Resulta fundamental, en primer lugar, confirmar la clase de chantajes a los que son sometidas las autoridades nacionales por parte de la Casa Blanca en el contexto de la renovación del acuerdo comercial, proceso que el mandatario estadunidense utiliza con frecuencia como instrumento de presión para obtener ventajas adicionales en diversos ámbitos. Pero es preciso también poner en una perspectiva histórica lo que ocurre actualmente, para tener una idea de cuánto terreno ha perdido México en las casi tres décadas transcurridas desde que se empezó a negociar el acuerdo comercial en su primera versión, aún vigente.
Una de las críticas que cosechó en su momento aquella negociación, y sigue siendo válida, es que en la conformación del bloque económico de América del Norte se excluyó el libre tránsito de personas.

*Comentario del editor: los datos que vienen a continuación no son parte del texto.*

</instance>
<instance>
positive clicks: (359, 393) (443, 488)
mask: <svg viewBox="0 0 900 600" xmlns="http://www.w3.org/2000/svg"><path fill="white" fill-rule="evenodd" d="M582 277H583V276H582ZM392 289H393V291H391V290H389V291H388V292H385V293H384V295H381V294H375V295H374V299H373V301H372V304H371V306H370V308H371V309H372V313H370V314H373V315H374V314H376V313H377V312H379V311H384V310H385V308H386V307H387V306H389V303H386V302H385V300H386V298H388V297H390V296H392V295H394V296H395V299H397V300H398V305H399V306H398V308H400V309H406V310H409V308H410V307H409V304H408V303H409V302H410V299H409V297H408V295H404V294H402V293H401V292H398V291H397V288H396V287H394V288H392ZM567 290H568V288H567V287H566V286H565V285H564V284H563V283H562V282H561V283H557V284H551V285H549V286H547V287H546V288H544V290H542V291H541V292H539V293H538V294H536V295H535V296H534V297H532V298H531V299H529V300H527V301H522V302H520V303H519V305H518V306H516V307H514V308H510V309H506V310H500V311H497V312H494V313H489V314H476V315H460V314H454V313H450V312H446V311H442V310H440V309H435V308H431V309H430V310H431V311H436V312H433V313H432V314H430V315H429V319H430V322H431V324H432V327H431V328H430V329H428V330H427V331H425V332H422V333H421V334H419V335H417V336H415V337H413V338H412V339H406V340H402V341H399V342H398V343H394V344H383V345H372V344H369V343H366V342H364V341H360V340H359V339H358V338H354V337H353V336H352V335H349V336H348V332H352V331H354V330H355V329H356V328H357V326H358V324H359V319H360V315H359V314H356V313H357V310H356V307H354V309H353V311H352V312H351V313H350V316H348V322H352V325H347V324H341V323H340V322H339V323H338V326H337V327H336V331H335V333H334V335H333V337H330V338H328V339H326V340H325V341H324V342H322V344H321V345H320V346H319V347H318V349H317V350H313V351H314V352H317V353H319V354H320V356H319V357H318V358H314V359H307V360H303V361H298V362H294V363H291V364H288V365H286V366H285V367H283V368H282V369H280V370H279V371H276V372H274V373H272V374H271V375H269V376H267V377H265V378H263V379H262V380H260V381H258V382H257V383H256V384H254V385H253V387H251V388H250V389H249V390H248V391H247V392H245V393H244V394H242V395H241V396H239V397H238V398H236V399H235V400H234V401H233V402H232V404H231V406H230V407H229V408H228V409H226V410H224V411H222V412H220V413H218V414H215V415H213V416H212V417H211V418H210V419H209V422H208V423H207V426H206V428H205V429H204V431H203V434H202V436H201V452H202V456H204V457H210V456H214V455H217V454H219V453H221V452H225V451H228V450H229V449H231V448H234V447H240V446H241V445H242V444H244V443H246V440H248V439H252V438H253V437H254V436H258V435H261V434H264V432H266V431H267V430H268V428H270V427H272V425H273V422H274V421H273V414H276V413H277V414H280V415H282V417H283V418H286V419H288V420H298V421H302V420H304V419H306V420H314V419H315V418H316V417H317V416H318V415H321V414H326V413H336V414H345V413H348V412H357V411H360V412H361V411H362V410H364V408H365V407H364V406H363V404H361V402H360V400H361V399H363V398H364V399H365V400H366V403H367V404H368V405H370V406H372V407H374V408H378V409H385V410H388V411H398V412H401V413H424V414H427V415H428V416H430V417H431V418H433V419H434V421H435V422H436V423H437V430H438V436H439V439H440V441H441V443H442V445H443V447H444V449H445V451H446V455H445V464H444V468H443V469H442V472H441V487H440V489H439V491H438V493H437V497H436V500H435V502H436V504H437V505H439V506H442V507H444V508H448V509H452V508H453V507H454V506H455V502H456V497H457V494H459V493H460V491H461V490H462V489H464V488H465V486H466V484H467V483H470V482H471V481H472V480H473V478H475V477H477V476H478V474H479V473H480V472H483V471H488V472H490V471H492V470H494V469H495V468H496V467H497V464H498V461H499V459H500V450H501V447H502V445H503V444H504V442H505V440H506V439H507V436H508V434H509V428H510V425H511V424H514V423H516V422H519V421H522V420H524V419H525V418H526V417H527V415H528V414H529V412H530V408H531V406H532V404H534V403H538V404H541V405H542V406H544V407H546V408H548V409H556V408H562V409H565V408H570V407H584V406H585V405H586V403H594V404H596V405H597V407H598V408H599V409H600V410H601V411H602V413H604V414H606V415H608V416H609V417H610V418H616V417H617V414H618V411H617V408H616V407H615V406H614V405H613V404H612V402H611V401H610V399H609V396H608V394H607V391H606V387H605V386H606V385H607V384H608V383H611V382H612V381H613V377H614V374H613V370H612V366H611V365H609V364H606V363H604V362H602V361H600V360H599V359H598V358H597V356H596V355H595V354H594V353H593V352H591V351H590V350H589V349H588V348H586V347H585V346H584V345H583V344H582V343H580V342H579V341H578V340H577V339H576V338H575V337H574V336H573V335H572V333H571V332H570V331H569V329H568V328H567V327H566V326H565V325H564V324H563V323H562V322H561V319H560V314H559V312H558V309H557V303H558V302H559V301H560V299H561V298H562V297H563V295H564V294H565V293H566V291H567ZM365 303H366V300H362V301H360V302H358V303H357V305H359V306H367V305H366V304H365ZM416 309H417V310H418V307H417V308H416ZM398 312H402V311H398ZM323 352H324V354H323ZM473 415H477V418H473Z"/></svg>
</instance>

A diferencia de la construcción de la Unión Europea, que llevó a un espacio de fronteras abiertas entre los países que la integran, el TLCAN abrió las aduanas de Canadá, Estados Unidos y México a las mercancías y a los capitales, pero mantuvo un cierre férreo de la frontera mexicana-estadunidense a la circulación de las personas. Tal exclusión ha generado severas distorsiones sociales, un estatuto claramente discriminatorio para los mexicanos y un sufrimiento incuantificable para los connacionales que, ante los sucesivos desastres económicos, han buscado perspectivas de trabajo en el país vecino. Que no exista un tránsito sin visas y los mexicanos requieran permisos especiales para laborar en territorio estadunidense, no sólo los coloca en una situación de grave indefensión, sino que se ha traducido en innumerables muertes en ambos lados de la línea fronteriza.

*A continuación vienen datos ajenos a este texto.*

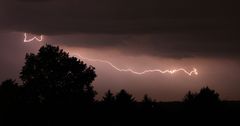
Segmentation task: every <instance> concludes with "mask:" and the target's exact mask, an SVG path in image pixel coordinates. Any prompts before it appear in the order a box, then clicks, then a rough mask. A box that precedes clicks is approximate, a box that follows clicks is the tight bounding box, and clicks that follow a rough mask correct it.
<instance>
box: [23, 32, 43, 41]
mask: <svg viewBox="0 0 240 126" xmlns="http://www.w3.org/2000/svg"><path fill="white" fill-rule="evenodd" d="M34 40H37V41H39V42H41V41H43V35H40V37H39V38H38V37H36V36H34V37H32V38H30V39H28V36H27V33H24V40H23V42H32V41H34Z"/></svg>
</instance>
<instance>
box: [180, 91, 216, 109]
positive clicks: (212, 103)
mask: <svg viewBox="0 0 240 126" xmlns="http://www.w3.org/2000/svg"><path fill="white" fill-rule="evenodd" d="M184 102H185V103H187V104H190V105H193V104H196V105H214V104H217V103H219V102H220V98H219V94H218V93H216V92H215V91H214V90H211V89H210V88H209V87H203V88H202V89H201V90H200V92H199V93H192V92H191V91H189V92H188V93H187V94H186V95H185V97H184Z"/></svg>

Carlos Salinas, quien como presidente ideó y consumó las negociaciones del TLCAN, ha explicado varias veces que rechazó la propuesta del entonces mandatario estadunidense George Bush de incorporar al acuerdo comercial la libre circulación de personas a cambio de que México aceptara la inversión extranjera en la industria petrolera. Pero en 30 años los sucesivos gobiernos de Washington nunca dejaron de presionar para que nuestro país abriera el sector petrolero a los capitales foráneos, algo que terminó por ocurrir en 2014, con la implantación de la reforma energética por el gobierno actual.
En suma, en el transcurso de cuatro sexenios, México sufrió una pérdida de soberanía energética sin obtener nada a cambio. Paradójicamente, ahora es Estados Unidos el que exige vincular el acuerdo comercial tripartita a medidas migratorias, aunque no para permitir el libre acceso a territorio estadunidense, sino para obligar a las autoridades migratorias mexicanas a frenar en tierras nacionales a los extranjeros que llegan a ellas en tránsito hacia el país vecino.

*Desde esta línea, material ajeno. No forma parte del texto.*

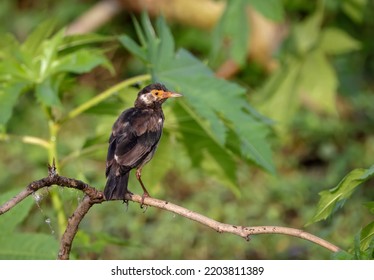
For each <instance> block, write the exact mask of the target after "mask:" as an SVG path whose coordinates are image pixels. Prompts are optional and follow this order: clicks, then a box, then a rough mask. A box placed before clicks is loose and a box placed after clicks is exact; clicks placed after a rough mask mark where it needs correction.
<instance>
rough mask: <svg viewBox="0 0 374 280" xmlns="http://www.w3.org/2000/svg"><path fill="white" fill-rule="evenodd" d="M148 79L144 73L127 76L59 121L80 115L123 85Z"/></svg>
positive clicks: (80, 105) (91, 107)
mask: <svg viewBox="0 0 374 280" xmlns="http://www.w3.org/2000/svg"><path fill="white" fill-rule="evenodd" d="M150 79H151V75H149V74H144V75H139V76H135V77H132V78H129V79H127V80H124V81H123V82H121V83H118V84H116V85H114V86H113V87H111V88H109V89H107V90H106V91H103V92H102V93H100V94H99V95H97V96H95V97H94V98H92V99H90V100H88V101H87V102H85V103H83V104H81V105H80V106H78V107H77V108H75V109H74V110H72V111H70V112H69V113H68V114H67V116H66V117H65V118H63V119H62V120H61V121H60V123H64V122H66V121H67V120H70V119H73V118H75V117H76V116H78V115H80V114H81V113H83V112H84V111H86V110H88V109H90V108H92V107H93V106H95V105H97V104H99V103H100V102H102V101H104V100H105V99H107V98H109V97H110V96H112V95H113V94H115V93H116V92H118V91H119V90H121V89H123V88H125V87H128V86H130V85H132V84H135V83H137V82H140V81H146V80H150Z"/></svg>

En suma, la estrategia persistente de desarrollo que consiste en integrar la economía mexicana a la estadunidense en condición subordinada, seguida sin solución de continuidad del propio Salinas a Enrique Peña Nieto, pasando por Ernesto Zedillo, Vicente Fox y Felipe Calderón, se ha traducido en un permanente retroceso en la posición de México y en una creciente vulnerabilidad en el manejo de la relación bilateral. Por eso, ante la debilidad de la parte mexicana, lo más pertinente, por ahora, parece ser abandonar la renegociación del TLCAN y esperar épocas más propicias –o menos adversas– para renovarlo.